AI-based Analysis of Bollywood Uncovers the Indian Film Industry's Obsession with 'Fair Skin'
For Bollywood, beauty lies in the "fair skin", according to an Artificial Intelligence (AI) -based computer analysis which reveals that conception of beauty has remained consistent through the years in the Indian film industry having its roots in Mumbai.
Bollywood -- the world's largest by number of feature films produced continues, to associate beauty with fair skin, making it one of the many social biases Bollywood has remained consistent with, finds a study led by Indian American researchers at Carnegie Mellon University.
The Indian film industry often known as Bollywood, which is a term for Hindi cinema, a portmanteau of 'Bombay' and 'Hollywood'.

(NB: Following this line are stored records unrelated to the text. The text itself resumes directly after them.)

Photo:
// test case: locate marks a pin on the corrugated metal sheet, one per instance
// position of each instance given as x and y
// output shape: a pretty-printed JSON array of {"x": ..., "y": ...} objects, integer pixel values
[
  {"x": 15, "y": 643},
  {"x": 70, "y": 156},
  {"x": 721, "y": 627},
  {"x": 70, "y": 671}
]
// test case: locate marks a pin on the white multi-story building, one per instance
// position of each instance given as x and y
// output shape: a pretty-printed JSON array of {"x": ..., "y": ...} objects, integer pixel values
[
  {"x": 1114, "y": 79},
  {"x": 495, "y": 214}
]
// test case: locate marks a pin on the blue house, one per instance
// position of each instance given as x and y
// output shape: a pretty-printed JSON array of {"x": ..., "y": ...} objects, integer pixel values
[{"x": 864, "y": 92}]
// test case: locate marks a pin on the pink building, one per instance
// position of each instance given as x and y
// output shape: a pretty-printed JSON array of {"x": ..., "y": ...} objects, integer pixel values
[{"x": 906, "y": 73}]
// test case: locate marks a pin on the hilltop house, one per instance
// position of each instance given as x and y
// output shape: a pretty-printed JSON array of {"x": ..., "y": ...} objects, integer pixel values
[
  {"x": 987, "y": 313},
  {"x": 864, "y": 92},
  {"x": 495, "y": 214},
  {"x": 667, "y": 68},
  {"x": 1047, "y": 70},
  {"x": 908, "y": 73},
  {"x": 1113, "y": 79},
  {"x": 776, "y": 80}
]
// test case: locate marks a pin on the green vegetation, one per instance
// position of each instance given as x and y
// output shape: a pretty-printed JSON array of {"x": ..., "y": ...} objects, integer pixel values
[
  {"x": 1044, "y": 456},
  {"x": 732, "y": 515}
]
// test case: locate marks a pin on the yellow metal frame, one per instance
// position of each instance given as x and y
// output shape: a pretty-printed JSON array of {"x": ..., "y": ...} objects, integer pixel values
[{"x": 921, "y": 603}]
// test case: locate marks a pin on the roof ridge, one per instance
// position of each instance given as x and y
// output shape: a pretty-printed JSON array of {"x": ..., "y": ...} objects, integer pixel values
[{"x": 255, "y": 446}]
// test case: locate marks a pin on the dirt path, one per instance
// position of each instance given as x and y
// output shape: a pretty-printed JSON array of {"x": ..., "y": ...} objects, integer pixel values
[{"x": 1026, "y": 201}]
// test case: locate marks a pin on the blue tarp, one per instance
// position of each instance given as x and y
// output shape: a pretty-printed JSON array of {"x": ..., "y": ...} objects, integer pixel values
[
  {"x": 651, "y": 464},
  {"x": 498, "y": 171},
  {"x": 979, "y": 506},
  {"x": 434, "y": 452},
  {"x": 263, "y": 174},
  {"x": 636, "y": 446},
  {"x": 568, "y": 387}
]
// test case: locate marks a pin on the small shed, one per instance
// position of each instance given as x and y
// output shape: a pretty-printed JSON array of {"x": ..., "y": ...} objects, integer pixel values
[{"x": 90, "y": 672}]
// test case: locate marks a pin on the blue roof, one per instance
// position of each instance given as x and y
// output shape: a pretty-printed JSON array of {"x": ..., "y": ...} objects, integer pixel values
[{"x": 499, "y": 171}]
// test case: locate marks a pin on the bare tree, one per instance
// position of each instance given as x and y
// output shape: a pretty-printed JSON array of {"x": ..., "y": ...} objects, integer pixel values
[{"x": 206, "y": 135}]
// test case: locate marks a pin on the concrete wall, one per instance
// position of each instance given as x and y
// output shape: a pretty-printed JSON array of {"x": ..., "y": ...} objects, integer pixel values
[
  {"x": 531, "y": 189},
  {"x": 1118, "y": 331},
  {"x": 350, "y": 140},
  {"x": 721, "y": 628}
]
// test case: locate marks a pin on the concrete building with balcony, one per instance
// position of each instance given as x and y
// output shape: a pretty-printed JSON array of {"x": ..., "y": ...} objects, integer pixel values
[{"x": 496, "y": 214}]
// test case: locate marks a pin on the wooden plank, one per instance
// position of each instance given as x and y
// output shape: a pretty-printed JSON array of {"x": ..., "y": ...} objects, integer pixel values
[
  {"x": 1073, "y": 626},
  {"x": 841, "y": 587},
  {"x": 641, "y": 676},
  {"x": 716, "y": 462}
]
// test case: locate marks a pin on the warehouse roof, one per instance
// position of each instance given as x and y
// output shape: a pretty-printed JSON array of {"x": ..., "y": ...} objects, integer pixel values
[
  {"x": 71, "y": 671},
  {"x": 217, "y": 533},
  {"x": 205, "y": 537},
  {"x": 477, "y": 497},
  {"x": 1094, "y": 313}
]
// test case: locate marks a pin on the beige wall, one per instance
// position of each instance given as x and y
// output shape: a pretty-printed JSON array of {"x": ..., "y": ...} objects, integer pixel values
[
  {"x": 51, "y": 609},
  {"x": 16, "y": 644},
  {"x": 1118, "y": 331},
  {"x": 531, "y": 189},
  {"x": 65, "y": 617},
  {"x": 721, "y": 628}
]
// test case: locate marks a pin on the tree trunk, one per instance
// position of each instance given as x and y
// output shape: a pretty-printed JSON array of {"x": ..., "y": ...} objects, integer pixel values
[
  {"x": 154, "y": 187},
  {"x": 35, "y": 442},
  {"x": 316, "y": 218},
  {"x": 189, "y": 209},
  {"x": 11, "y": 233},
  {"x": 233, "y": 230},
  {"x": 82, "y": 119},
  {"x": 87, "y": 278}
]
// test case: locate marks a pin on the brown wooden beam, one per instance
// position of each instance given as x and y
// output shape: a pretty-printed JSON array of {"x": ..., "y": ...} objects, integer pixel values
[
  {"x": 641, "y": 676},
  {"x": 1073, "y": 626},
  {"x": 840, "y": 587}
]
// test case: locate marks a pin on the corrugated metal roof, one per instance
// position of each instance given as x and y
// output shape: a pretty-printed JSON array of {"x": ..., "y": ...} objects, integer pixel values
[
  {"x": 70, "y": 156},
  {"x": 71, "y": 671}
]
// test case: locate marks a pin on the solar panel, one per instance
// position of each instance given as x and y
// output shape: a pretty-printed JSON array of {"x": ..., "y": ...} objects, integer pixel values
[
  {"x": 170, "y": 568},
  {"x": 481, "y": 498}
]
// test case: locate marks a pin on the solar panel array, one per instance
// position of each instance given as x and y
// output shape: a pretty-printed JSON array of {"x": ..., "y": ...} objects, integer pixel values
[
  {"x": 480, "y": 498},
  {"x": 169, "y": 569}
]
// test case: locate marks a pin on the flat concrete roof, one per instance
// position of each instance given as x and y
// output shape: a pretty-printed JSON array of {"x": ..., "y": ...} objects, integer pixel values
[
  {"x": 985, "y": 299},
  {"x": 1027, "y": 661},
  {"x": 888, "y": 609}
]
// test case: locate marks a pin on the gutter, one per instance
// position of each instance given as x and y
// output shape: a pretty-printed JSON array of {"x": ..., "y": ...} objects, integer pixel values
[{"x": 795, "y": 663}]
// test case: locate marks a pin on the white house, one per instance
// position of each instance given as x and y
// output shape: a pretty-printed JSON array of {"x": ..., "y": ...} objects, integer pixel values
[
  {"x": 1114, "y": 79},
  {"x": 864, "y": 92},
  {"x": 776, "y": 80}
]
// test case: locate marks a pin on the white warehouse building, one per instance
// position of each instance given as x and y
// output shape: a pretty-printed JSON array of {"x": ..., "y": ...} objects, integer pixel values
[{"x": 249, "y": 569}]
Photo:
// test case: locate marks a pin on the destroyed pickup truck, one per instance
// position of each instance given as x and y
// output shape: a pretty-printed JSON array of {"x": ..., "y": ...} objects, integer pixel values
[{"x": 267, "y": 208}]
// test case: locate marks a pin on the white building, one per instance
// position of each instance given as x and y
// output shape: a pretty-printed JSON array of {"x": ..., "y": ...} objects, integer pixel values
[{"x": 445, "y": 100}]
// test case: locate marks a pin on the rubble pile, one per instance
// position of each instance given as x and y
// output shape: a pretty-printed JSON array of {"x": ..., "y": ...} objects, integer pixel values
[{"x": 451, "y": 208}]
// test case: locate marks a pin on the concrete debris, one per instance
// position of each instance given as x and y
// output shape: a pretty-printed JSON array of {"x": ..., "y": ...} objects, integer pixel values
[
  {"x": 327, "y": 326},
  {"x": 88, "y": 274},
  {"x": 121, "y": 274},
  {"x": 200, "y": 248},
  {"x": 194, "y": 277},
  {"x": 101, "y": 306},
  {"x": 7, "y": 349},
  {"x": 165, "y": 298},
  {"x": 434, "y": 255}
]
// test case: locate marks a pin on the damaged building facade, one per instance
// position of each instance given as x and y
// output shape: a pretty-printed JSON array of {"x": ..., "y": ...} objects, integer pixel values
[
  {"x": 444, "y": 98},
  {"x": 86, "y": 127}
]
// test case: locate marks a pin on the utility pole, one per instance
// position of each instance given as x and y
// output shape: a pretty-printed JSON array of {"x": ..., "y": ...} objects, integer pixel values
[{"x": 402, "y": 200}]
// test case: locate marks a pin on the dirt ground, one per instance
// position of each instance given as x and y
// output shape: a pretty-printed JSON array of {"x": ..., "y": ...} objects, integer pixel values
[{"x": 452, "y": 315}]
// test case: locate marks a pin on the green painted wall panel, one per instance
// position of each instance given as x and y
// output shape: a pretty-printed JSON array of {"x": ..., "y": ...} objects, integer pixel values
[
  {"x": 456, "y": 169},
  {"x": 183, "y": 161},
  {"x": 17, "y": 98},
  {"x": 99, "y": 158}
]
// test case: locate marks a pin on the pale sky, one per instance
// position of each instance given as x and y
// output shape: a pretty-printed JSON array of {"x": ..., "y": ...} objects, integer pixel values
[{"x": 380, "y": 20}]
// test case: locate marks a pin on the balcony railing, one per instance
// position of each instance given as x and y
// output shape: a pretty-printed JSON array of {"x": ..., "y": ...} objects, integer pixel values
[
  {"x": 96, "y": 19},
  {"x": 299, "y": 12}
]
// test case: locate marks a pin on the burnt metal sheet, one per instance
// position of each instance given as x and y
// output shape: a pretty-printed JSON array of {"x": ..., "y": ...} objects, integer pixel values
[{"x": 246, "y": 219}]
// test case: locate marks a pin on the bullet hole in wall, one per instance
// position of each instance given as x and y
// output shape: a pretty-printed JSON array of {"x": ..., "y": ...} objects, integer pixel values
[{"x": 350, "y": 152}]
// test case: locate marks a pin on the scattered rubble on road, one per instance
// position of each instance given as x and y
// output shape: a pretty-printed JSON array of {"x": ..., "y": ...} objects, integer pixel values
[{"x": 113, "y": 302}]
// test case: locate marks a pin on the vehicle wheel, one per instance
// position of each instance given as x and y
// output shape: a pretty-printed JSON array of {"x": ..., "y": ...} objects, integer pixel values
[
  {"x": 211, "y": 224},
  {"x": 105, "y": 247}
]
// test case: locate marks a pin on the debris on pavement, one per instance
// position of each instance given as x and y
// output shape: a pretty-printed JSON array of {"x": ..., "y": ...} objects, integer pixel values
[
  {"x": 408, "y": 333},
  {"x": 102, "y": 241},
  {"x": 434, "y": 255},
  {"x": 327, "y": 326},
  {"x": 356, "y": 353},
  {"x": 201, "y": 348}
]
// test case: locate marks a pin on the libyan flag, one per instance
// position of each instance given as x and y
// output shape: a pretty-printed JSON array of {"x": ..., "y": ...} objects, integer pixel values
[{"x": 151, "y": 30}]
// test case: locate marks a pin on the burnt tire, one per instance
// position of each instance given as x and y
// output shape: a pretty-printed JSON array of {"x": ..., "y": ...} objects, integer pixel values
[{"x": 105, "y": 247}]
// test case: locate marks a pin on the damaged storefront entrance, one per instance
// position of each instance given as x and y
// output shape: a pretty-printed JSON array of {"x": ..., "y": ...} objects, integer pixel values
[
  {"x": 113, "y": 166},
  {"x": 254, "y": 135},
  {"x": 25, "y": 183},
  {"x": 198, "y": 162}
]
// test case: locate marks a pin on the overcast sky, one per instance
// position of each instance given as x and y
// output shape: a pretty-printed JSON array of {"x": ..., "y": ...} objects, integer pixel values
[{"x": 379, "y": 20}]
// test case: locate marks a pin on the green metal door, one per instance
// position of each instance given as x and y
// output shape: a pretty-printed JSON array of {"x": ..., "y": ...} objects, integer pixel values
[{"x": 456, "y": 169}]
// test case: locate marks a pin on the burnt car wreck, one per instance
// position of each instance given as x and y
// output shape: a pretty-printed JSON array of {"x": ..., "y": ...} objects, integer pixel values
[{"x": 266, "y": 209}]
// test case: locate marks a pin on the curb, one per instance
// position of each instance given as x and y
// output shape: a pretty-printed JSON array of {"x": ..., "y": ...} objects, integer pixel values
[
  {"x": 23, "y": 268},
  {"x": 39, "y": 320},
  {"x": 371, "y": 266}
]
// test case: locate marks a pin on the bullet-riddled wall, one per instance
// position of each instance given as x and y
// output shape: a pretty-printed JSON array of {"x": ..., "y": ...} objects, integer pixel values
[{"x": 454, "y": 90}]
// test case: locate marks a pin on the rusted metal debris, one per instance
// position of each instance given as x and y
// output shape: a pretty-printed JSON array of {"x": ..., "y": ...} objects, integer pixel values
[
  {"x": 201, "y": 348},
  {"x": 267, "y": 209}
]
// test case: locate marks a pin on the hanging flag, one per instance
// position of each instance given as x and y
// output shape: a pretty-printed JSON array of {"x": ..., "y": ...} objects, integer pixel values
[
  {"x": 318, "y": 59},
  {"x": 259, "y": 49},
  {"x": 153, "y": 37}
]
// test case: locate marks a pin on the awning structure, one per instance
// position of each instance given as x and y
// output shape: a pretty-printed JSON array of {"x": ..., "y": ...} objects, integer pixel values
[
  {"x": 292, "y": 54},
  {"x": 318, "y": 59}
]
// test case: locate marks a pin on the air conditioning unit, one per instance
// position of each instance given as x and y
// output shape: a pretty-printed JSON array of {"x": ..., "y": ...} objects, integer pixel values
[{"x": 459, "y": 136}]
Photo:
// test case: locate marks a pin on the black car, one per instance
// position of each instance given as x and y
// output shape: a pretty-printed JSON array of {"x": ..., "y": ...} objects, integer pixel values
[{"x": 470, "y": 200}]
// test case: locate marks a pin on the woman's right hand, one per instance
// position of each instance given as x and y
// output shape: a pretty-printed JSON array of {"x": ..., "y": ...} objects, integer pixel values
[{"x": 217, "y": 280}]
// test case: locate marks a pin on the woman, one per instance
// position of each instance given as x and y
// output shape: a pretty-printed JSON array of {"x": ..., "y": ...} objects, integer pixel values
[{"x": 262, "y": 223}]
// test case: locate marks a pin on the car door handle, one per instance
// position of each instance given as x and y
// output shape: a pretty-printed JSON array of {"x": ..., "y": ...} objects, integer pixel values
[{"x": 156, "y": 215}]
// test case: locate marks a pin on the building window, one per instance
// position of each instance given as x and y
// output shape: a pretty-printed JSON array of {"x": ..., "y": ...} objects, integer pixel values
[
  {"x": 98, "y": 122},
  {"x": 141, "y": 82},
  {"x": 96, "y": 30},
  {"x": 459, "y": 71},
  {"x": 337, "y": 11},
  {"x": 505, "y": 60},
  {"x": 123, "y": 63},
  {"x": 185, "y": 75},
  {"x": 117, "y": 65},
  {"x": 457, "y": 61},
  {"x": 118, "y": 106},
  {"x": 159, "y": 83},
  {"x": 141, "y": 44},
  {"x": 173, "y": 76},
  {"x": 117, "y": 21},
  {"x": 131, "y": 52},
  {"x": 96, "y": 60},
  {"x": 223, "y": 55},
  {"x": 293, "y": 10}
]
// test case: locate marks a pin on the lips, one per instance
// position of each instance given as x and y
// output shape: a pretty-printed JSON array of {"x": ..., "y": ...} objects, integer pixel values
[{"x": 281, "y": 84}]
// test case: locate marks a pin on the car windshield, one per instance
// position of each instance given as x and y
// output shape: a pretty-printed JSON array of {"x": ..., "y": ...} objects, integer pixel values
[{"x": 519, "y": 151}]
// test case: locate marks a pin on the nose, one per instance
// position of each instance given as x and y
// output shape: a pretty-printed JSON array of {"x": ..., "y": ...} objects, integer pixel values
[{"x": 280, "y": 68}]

In the study, researchers collected 100 Bollywood movies spanning 70 years, and juxtaposed them against 100 top-grossing Hollywood films made during the same period. They also analyzed subtitles of 1,400 films for gender and social biases in their statistical language models. And finally used artificial intelligence (AI) to make the observation.
The research study alsp revealed that babies whose births were depicted in Bollywood films from the 1950s and ‘60s were more often than not boys; in today's films, boy and girl newborns are about evenly split.
They AI-powered study used a fill-in-the-blank exercise to assess specific statements like "A beautiful woman should have _____ skin". The model predicted ‘fair’ after being trained on Bollywood subtitles data. The bias was less pronounced when the AI model was used on Hollywood subtitles, the team noted.
The team, led by Kunal Khadilkar and Ashiqur KhudaBukhsh of CMU's Language Technologies Institute, used the model to also understand gender diversity in the films. They used ‘Male Pronoun Ratio (MPR)’ metric to compare occurrence of male pronouns with total occurrences of male and female pronouns. Right from 1950 to now, the rate for both Bollywood and Hollywood movies ranged from 60 to 65 MPR, the team noted.
The AI-powered method is said to be able to analyze 2,000 movies in a matter of days, compared with manual cultural studies that can consider up to 10 movies at a time, according to the team.
The tool could also be used to rapidly analyze hundreds of books, magazine articles and social media posts to understand biases that may occur in them, the team said.